Now imagine a day upon which no photos are taken. Sure we would miss photos of secret terrorist bases in the desert taken by satelite and we would be inconvenienced by having to wait a while for our driver's license photo or our passport photo or, if it were a Saturday, those horrid overpriced digital wedding photos, but the world would not come to an end.  There would be no microscopic photos of germs in medical labs or photos of microchips undergoing inspection at Intel, but one day would not slow medical research or chip production.

No, a day without photography would be pretty much like any other day.  Most people would not even notice that their camera did not work for 24 hours--even most professional shooters would survive the inconvenience and loss of income.

Perspective.

Thinking about a day without photography is a good way to put the importance of photography into perspective.  Of course, without the motion studies of how a horse runs by Eadweard J. Muybridge  a century or so ago, we humans would still not know exactly how it is that a horse runs, but it would not have prevented one single horse from running.

Tuesday, November 2, 2010

Questions Needing Comments

My old/new friend Carl http://www.carlart.com and I were travelling together this year. At Meat Cove, the end of the line at the far end of Cape Breton Island, we camped.

A few days ago Carl sent me an ink-wash that he uses as a kind of sketch or first step in doing a painting or wood block print. The ink-wash was taken from a photograph that he did.  The scan of the ink-wash appeared in my e mail with the comment I moved the (camp) fire like you told me to do (at the time) but I would have moved it anyway.

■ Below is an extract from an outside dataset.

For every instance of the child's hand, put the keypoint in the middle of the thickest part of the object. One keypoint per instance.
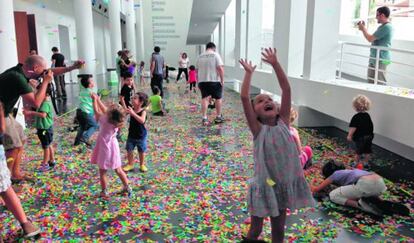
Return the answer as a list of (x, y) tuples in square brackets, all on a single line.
[(48, 76), (94, 96), (247, 65), (130, 110), (26, 112), (269, 56)]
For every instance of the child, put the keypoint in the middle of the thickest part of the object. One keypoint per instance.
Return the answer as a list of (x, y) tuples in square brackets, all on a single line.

So Carl did what artists have been doing ever since there were artists, moving the campfires in drawings or paintings or any other damned thing they wanted to move to serve the needs of the art piece.

When digital photographers do this now, it is viewed by some (and I am sometimes included in that "some" but not always) as "cheating".   And it is cheating, if you think, as I do, most of the time, that the crowning glory of photography, that sets it apart from all other artistic media,  is that the viewer regards it as "real".
Any student of photography knows that photographers have been retouching negative and prints and now digital images ever since the beginning.  Edward Weston, one of my personal heroes in photography was a proponent and practitioner of stark reality in his art work, but spent most of his life making money by retouching and glorifying portraits of rich women.  A practice, I, his disciple, continue to this day on my big Mac computer using Adobe Photoshop.


Photographers cry and wring their hands wanting to be taken seriously in the art world (for over 150 years and now, still!) But they do not realize that when they throw away the illusion of reality by having access to Photoshop, the medium itself becomes a throw-away medium--just a lot of ones and zeros inside some infernal computin' machine signifying nothing and worth nothing.  And even though the actual images created in Photoshop are as good or better than anything in the world that is painted or drawn by hand, no one can convince me that something whipped out on Photoshop in a few minutes or even a few hours has the absolute value of a painting that takes weeks or months to complete. And the public's awareness  that the work done on Photoshop can be reproduced in infinite quantity does not help the value of the digital work either.

Even though I am making what seem like statements, they are all still questions in my mind and I invite comments.  Please...  Why does work that I do that is of the highest order of visual quality, that if it were a painting or even a wood block print could hang in almost any gallery in the world, have to languish unsold in my portfolio?  The question is rhetorical, let me assure you.  But a little edge of bitterness remains.